When I can leave out half the lines I now use, I shall want six times the money.
Friday, June 08, 2007
It's 2 minutes 52 seconds. Even if the art doesn't excite you, everyone could use 2:52 of Bach in their lives.
Thursday, June 07, 2007
I spent the past few days helping my sisters leave that Hollywood house forever. After Mom died, it was simply too much work and expense for them to keep up, and not particularly suited to either of their lifestyles. It was Mom's dream that they shared with her and for her but couldn't continue without her. Kid Sis found a great apartment and moved out several weeks ago. Last weekend was Nurse Sis's turn and it meant making some overdue decisions about Mom's belongings, facing some strong memories and emotions--but mostly it just meant a ton of exhausting work. Packing and moving is hard under any circumstances.
Out of respect for my family's privacy, I never wrote much or posted any photos of that house. Now that they're gone, here are a few pictures of a place that made Mom very happy:
The front porch. Mom loved sitting in the white wicker chairs and talking to passersby like the Queen of the Neighborhood.
Bougainvillea completely covered the backyard fence. Calling it "fluorescent" hardly did it justice.
The giant avocado tree in the yard next door. I shot this a couple of days ago and the tree is considerably cut back from when Mom lived here, when branches hung over the fence and fruit dropped year-round, splatting to the ground to be happily devoured by Mom's dog Hero.
Mom's palm tree, which I suspect was a big reason she had to
have this particular house. It was part of her vision.
It was good to spend time with Mom there and, for my sisters' sake, good to let it go as well. It was necessary and overdue, but sad nonetheless.
The Harvey Awards are named for Harvey Kurtzman, a creator of MAD Magazine and other pioneering comics work, and sprang from the same wellhead as the Eisner Awards. Both were created after the short-lived (Jack) Kirby Awards faltered in 1987. Like the Eisners, Harveys are nominated and voted on by comics professionals. I've read articles comparing and contrasting the Eisners and Harveys, and confess that the difference is too subtle for me to detect. I'm no historian of comics awards; best I can figure is it's a Shia-Sunni kind of thing or, for "Life of Brian" fans, similar to the schism between followers of the sandal and the gourd. For my part I am genuinely surprised and honored by the recognition, and hope we can all just get along.
Harveys are given in 21 categories. I'm nominated for "Best Artist," "Best Single Issue or Story," and "Best New Talent." A complete list of all the people who are going to beat me is available here. My sincere thanks to the Harvey Awards organizers and the pros who nominated my work. That means a lot.
Friday, June 01, 2007
Funny. Just as I was typing that sentence (precisely between the words "return" and "from," in fact) I got a phone call from Rich Burk from Lulu.com, who interviewed me for a podcast that'll be posted at Lulu Radio (http://lulu.libsyn.com/) sometime soon. You'll recall that Lulu is the kind and generous publishing company that awarded Mom's Cancer the Lulu Blooker Prize on May 14. So if you ever want to hear a six-minute interview with me, featuring my flat nasal voice stammering "um" and "uh," there it is.

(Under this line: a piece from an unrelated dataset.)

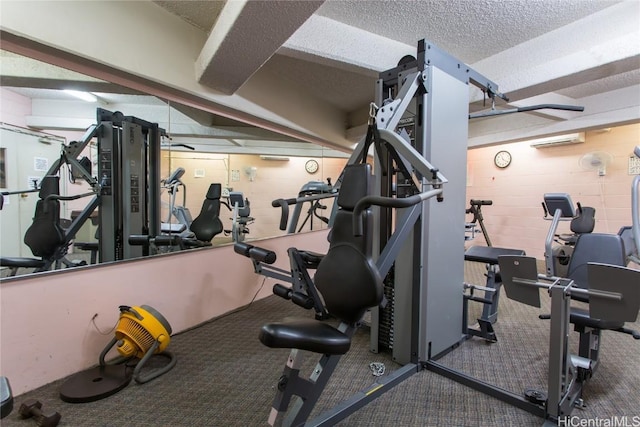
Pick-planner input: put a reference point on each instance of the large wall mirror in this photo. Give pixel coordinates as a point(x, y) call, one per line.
point(44, 108)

Or will be.
Incidentally, before we started recording, Rich and I spent a minute debating how one should pronounce "blook." I've never thought about it much but have been rhyming it with "kook." However, Rich was surely correct that it should rhyme with "book," especially since the Blooker Prize is a pun on the more literary and high-minded Booker Prize. So we went with that. Nice guy, nice interview.
Thanks for reading. More and better later.